According to the sealing device of the first aspect of the present invention, the dust lip and the seal portion provided by the shield provided on the outside of the machine prevent the main seal portion by the seal lip of the stationary seal ring. To prevent the intrusion of dust, even when used as a shaft sealing means for equipment used in a dusty environment, it is possible to effectively prevent dust from interfering with the main seal part and maintain excellent sealing performance. it can.

According to the sealing device of the invention of claim 2,
Since the shield comprises a cover having a lip portion on the outer periphery and is in close contact with the metal ring of the stationary side seal ring to prevent dust from entering, the friction of the shield is provided in addition to the effect according to claim 1. The effect is that the load is low and the occurrence of contamination is low.

According to the sealing device of the third aspect of the invention,
The shield body prevents the intrusion of dust into the main seal portion by closely sliding with the second seal lip formed on the stationary side seal ring, so that the effect according to claim 1 can be realized more reliably.
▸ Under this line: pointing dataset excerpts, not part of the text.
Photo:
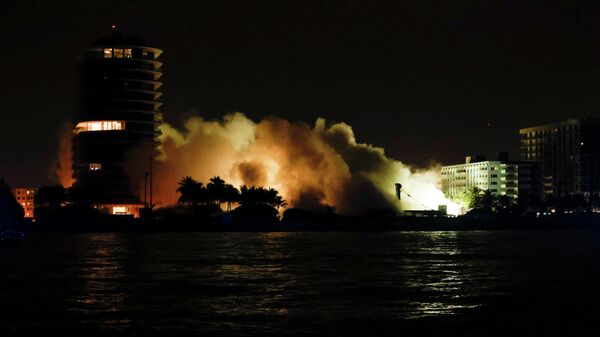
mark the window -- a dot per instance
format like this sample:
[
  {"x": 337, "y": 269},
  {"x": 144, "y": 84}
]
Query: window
[
  {"x": 99, "y": 126},
  {"x": 95, "y": 166},
  {"x": 120, "y": 210}
]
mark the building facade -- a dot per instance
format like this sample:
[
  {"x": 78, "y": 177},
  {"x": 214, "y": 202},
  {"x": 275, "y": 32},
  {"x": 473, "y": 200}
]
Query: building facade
[
  {"x": 24, "y": 196},
  {"x": 569, "y": 156},
  {"x": 516, "y": 179},
  {"x": 116, "y": 121}
]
You can

[Brief description of drawings]

FIG. 1 is a half cross-sectional view of a mounted state showing a first form of a sealing device according to the present invention by cutting along a plane passing through an axis.
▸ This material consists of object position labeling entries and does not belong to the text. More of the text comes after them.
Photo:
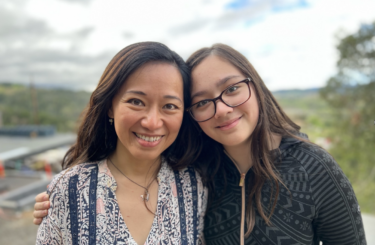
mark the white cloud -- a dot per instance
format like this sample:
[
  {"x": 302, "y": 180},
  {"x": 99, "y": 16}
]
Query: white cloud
[{"x": 293, "y": 48}]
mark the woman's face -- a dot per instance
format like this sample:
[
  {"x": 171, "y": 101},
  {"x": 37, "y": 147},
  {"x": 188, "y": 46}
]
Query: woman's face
[
  {"x": 148, "y": 110},
  {"x": 229, "y": 126}
]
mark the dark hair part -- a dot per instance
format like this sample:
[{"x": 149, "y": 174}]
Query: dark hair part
[
  {"x": 272, "y": 120},
  {"x": 96, "y": 138}
]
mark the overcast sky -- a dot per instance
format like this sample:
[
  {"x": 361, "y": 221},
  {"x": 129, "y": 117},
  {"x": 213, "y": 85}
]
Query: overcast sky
[{"x": 68, "y": 43}]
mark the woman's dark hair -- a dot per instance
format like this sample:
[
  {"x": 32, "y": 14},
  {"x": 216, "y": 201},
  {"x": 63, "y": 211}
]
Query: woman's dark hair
[
  {"x": 96, "y": 138},
  {"x": 272, "y": 119}
]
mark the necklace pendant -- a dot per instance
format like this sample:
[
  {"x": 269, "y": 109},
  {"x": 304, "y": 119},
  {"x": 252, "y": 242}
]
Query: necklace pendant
[{"x": 147, "y": 197}]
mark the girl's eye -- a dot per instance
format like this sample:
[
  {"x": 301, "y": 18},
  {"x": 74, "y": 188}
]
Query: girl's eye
[
  {"x": 170, "y": 107},
  {"x": 202, "y": 103},
  {"x": 136, "y": 102},
  {"x": 231, "y": 89}
]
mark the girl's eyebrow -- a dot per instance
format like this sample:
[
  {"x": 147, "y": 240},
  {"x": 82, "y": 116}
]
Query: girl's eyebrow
[
  {"x": 172, "y": 97},
  {"x": 218, "y": 84},
  {"x": 142, "y": 93}
]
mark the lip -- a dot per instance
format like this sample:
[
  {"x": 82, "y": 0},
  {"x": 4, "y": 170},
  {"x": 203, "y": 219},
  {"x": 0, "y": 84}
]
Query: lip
[
  {"x": 145, "y": 143},
  {"x": 229, "y": 124}
]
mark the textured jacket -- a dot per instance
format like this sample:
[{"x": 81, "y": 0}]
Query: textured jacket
[{"x": 321, "y": 204}]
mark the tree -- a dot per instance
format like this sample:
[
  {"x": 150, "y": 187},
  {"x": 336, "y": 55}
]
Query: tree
[{"x": 351, "y": 95}]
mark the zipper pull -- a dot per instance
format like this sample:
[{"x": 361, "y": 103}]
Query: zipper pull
[{"x": 242, "y": 179}]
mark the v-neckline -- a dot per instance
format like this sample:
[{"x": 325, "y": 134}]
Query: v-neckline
[{"x": 121, "y": 218}]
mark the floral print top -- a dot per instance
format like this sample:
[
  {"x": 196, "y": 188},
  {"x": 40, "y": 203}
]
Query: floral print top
[{"x": 171, "y": 219}]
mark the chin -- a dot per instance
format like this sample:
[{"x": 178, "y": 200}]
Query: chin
[
  {"x": 232, "y": 142},
  {"x": 146, "y": 156}
]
FIG. 2 is a diagram showing the results of measuring the amount of air taken in when four spiral grooves are formed on the seal flange of the slinger and when two spiral grooves are formed.

FIG. 3 is a half cross-sectional view of a mounted state in which a second mode of the sealing device according to the present invention is cut along a plane passing through an axis.

FIG. 4 is a half cross-sectional view of a third embodiment of the sealing device according to the present invention in a mounted state, cut along a plane passing through an axis.

FIG. 5 is a half cross-sectional view of a mounted state in which a sealing device according to a conventional technique is cut along a plane passing through an axis.

[Explanation of symbols]

1 Sealing device 11 metal rings 11a Cylindrical press-fitting section 11b Outer radial portion 11c Inner circumference taper 11d inner peripheral radial direction 12 Stationary seal ring 12a Gasket part 12b base 12c seal lip 12d Second seal lip 13 dust lip 14 Slinger 14a, 16a Cylindrical part 14b, 16b Seal flange 15 Cover (shield) 15a inner peripheral part 15b Lip part 16 Shield plate (shield) 16d seal tube 2 shaft hole housing 3 rotation axes A Inner space of seal lip O oil S Main seal part

Claims (3)

[Claims] 1. A stationary seal ring (12) having a seal lip (12c) fixed to a shaft hole housing (2) and in close contact with a rotating side, and said stationary seal ring (12).
A shield (1) located on the outer side of the machine and attached to the rotating shaft (3) and slidingly in close contact with the stationary seal ring (12).
5, 16), and a sealing device. 2. The shield (15) has a lip (15) on the outer periphery.
b) comprising a cover, said lip portion (15b)
Is in close contact with the metal ring (11) of the stationary seal ring (12) outside the dust lip (13) attached to the inner periphery of the stationary seal ring (12). The sealing device according to claim 1. 3. The shield (16) is made of a metal shield plate, and the stationary seal ring (12) is provided with a second seal lip (12d), and the shield plate comprises a stationary seal ring (12). The dust lip (1
The sealing device according to claim 1, wherein the sealing device slides in close contact with the second seal lip (12d) on the outer side of the unit 3).